Arrieta’s time to home: 1.54 seconds
Montero’s pop time: 1.72 seconds
Total: 3.26 second (third base, though)
This is a throw to third, so the pop time cannot be compared to the standards established above, but again, the Cubs were failing to meet the demands of the stopwatch to slow the running game.
The results here aren’t great. Seven stolen-base attempts, four of which didn’t even draw throws, two others that were slow relative to league average, and one that appeared slow for third base. In no case did Arrieta record a time to the plate below 1.5 seconds. Even if Montero had recorded an average pop time in every case, the pair would have produced a time of 3.5 seconds or worse each time. Below average every time, in other words.
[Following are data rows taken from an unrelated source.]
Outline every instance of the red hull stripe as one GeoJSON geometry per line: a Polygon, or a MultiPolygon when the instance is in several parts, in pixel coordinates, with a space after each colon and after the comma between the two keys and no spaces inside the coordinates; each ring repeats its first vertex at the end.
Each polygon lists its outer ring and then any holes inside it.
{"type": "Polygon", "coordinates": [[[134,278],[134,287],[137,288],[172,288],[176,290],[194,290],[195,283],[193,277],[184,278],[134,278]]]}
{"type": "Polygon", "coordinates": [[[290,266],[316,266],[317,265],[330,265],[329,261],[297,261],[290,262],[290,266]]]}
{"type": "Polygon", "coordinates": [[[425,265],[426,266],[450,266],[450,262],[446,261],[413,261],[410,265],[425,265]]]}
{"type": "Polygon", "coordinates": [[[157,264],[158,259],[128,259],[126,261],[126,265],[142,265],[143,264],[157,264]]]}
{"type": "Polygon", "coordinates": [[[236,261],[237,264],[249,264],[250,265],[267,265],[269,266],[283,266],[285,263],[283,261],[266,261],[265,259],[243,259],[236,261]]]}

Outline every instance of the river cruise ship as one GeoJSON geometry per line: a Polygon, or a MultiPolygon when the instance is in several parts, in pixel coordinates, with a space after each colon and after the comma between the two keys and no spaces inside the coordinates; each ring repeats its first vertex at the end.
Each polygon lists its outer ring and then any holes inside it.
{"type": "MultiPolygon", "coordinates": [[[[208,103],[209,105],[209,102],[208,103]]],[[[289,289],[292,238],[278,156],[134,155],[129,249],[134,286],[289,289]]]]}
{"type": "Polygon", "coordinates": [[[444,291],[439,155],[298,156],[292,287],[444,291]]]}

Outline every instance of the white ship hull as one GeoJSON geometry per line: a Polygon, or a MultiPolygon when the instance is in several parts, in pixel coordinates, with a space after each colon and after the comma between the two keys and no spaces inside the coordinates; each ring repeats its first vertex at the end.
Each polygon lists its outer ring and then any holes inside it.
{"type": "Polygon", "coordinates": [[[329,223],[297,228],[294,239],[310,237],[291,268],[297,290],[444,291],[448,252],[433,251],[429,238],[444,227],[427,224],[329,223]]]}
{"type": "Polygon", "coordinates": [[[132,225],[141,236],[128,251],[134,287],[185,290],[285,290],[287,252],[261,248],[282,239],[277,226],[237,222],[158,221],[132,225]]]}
Nor is this much of a surprise: Arrieta has always been slow to the plate. When he’s pitching, 17% of base-stealers have been caught, compared to a 28% league-average rate during his career. This season, only 12% of base-stealers have been caught when Arrieta has been on the mound.
It underscores the importance of time to the plate as Jon Lester, and his well-known battles with the yips, controls the run game vastly better in part due to a quick time to the plate. When Montero has been catching anyone, a paltry 3% of base-stealers have been caught. Montero’s arm has declined significantly, as he led the league in caught-stealing percentage (40%) as recently as 2011, though that rate fell has fallen each year since 2012 (42%) to 20% in 2015 and 11% last season.
We can do the math, and it suggests and Montero and Arrieta should not be working together.